You meet Joan Didion when you are ready. You have probably seen her name on lists of greatest writers or “Writers You Should Read” listicles. I met Didion at a party, in conversation where this girl gashed my conversation about Audre Lorde for Didion. It left a permanent disdain of Didion; who was she and why did her importance undermine Lorde? For years I would aggressively circumvent recommendations of Didion and her work. But Didion, and the documentary, “The Center Will Not Hold” directed by her nephew Griffin Dunne, made its way to me as a college senior hungry for a writer-success story, so I gave in and officially met Didion.

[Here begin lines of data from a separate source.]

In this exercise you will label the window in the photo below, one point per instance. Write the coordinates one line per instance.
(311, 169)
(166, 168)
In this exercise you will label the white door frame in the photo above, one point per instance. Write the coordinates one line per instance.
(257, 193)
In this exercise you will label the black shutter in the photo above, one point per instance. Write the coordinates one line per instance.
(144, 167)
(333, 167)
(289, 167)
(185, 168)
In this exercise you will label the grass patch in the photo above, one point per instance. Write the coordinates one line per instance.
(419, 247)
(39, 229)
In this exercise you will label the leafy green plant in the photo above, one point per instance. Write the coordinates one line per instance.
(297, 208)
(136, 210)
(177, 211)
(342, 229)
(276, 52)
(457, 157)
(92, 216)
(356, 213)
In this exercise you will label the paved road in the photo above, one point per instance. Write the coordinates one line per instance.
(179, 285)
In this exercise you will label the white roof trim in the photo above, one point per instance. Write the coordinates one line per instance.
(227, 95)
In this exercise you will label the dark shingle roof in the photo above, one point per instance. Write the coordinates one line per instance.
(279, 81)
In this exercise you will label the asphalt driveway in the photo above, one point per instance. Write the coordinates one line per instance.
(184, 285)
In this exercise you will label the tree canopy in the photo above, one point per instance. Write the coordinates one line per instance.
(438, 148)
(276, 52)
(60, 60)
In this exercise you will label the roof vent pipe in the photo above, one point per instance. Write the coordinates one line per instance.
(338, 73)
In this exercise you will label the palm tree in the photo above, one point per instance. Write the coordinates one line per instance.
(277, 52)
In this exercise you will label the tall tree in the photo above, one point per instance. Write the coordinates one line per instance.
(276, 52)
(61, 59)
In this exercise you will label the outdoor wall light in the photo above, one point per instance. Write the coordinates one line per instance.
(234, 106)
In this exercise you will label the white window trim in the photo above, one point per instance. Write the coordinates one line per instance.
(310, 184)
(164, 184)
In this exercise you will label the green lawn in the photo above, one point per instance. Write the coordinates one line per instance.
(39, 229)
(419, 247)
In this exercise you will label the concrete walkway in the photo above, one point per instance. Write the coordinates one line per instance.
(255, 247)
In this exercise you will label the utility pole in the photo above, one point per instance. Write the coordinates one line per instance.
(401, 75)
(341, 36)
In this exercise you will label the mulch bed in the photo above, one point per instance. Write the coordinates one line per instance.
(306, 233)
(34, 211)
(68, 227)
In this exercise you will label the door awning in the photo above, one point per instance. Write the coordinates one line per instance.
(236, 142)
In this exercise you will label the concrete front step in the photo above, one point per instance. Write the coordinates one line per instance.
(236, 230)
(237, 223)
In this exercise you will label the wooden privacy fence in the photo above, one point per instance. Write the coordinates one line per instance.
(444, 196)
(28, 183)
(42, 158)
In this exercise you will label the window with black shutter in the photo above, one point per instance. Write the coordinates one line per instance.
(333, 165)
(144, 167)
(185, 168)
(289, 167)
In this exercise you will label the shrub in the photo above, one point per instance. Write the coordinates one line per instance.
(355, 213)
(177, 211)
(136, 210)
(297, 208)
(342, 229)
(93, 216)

The first half of the documentary is a beautiful story of a UC Berkeley student and writer who won a writing competition by Vogue. And like any star, they must make the voyage to New York City to primarily write, as well as to mingle and twirl with literary elite drinking champagne over conversations of the perils of feminism in buildings covered in ivy. Didion did, leaving California for New York’s Vogue office, where she wrote a popular column alongside working on her first novel, “Run River.” It’s this first half of the documentary — the transition between college student into young adult — that needled on my own anxieties of graduating and making it on my own. A writer’s fairytale, to be taken like a vitamin as a healthy dosage of optimism and inspiration against the easy, cliche, but real costs of living a life to write.

Today, because of the internet, those LA-to-NYC fairytales are sparse and ever so rare. Writing is a world of freelancing, where even Pulitzer Prize-winning writers like Wesley Morris slash the myth of an origin story. Morris says a lot of it just happened. Another writer, Doreen St. Felix, similarly says it just happened on Twitter, and snowballed from one writing gig into another. Now, after three years of freelancing, she is a staff writer for the New Yorker, she casually interviews people like Zadie Smith. This myth, or absence of myth, leaves me thinking of the different possibilities writers emerge as stars in the literary world — one that holds prerequisites to be portrayed as divine patron saints of writing. Others are simply not afforded the luxury of being a myth. Institutions refuse to mold writers, writers of color as patrons and saints. If they do it is only to cathedralize their own institution’s taste.

So, as I watch the documentary, I lose myself in the dream that is writing — for a career and for oneself. And I allow myself to lose myself in Didion’s myth of LA armageddon and her rigorous commitment to the craft.

The last half of the documentary zooms into Didion today, who looks sharper, one could even say meaner, but she is the same wise and stoic writer she was posing in that bleached white Camaro. It is not until the latter half where she unravels her losses — her husband and child died in 2003 and 2005, respectively — which is a departure from her early Californian cool youth, now transformed into an elderly wisdom, a wisdom only loss and grief can bestow.

In one scene, Obama awards her with a National Medal of Arts for her writing. In that scene, I remembered to later practice her writing routine.  She would wake up at an early time, early enough to get something done before midday and to not release herself from her room until midday for a cold Coca Cola and a (cliche) cigarette. A writers room and schedule that took Didion’s essays and novels — like panels of a mural of Californian eccentricities, its apocalyptic weather recalling her later life’s work of cooler shades of blue, solemn and wise — driven by a compulsion to jolt down the feeling, memory and images that can not escape one’s mind. It could only be written away.